Now let $A_1,\ldots, A_{2n}\in M_n(\mathbb Q)$. Consider
$$X=A_1\otimes \xi_1+\cdots+A_{2n}\otimes \xi_{2n}.$$
Note that $$X^{2n}=S_{2n}(A_1,\ldots,A_{2n})\otimes \xi_1\cdots \xi_{2n}.$$ Thus, to show that $S_{2n}(A_1,\ldots, A_{2n})=0$, it is sufficient to show that $X^{2n}=0$. Note that $X^2\in M_n(G_0)$ is a matrix taking values in the commutative algebra $G_0$.

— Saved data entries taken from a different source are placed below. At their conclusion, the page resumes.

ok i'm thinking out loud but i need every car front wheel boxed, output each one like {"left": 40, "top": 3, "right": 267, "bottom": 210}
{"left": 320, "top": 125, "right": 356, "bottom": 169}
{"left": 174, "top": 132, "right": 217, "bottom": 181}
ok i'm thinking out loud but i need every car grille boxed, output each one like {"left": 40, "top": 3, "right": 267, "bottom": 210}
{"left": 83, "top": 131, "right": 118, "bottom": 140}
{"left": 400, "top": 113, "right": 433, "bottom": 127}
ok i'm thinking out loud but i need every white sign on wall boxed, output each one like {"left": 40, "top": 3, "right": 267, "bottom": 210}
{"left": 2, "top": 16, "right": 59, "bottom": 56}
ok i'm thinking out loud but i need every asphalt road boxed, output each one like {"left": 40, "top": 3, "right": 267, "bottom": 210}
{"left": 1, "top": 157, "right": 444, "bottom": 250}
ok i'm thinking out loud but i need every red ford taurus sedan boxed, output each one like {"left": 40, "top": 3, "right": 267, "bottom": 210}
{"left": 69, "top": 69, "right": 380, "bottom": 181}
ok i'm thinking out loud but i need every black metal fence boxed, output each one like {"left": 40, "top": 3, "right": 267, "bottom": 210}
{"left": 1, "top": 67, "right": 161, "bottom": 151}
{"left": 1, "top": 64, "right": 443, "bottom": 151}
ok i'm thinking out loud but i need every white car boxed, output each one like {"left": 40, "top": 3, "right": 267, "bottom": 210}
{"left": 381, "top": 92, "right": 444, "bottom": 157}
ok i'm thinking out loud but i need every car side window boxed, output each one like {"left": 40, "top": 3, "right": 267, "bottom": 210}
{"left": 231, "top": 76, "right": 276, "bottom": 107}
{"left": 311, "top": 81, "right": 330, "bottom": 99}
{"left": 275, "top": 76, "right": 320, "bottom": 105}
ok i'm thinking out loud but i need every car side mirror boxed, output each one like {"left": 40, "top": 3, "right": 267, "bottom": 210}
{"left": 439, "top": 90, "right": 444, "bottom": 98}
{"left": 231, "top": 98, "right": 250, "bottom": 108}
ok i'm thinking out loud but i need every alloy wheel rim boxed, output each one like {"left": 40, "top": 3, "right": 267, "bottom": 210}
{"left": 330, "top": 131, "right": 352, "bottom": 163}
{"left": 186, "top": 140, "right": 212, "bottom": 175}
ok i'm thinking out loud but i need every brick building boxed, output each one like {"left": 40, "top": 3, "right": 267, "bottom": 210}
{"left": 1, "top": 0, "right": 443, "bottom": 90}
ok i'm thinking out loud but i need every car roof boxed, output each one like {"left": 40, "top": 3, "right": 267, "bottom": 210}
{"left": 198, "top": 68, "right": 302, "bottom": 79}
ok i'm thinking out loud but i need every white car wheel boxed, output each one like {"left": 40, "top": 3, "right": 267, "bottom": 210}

Lemma: Let $B\in M_n(R)$ for a commutative algebra $R$. Then if $\mathrm{tr}(B)=\mathrm{tr}(B^2)=\cdots=\mathrm{tr}(B^{n})=0$, then $B^n=0$.
Proof of lemma:
The matrix $B$ satisfies its characteristic polynomial, and the coefficients of the characteristic polynomial are polynomials in traces of powers of $B$. For example, in degree $2$, the characteristic polynomial can be written
$$\lambda^2-\mathrm{tr}(B)\lambda+\frac{1}{2}(\mathrm{tr}(B)^2-\mathrm{tr}(B^2)).$$
Plugging in $B$, we get   $B^2-\mathrm{tr}(B)B+\frac{1}{2}(\mathrm{tr}(B)^2-\mathrm{tr}(B^2))=0$, so if the traces are trivial, $B^2=0$ as well. One can prove that the characteristic polynomial of a $2\times 2$ matrix can be written this way by first embedding our field in its algebraic closure and considering the Jordan normal form $\begin{bmatrix}\lambda _1&*\\0&\lambda_2\end{bmatrix}$. Then the characteristic polynomial is $$(x-\lambda_1)(x-\lambda_2)=x^2-(\lambda_1+\lambda_2)+(\lambda_1\lambda_2).$$
On the other hand $\mathrm{tr}(B)=\lambda_1+\lambda_2$ and $\mathrm{tr}(B^2)=\lambda_1^2+\lambda_2^2$. In general, the coefficients of the characteristic polynomial for a matrix of arbitrary size will be symmetric polynomials in the eigenvalues and are expressible as polynomials in $\sum \lambda_i,\sum \lambda_i^2,\ldots$. $\Box$

So to finish the proof, we need to show that $\mathrm{tr}(X^{2k})=0$ for all $k\leq n$. Now
$$X^{2k}=\sum A_{i_1}\cdots A_{i_{2k}}\otimes \xi_{i_1}\cdots \xi_{i_{2k}},$$
and the trace will cancel in pairs since $\mathrm{tr}(A_{i_1}\cdots A_{i_{2k}})=\mathrm{tr}(A_{i_2}\cdots A_{i_{2k}}A_{i_1})$ and these two terms appear with opposite sign.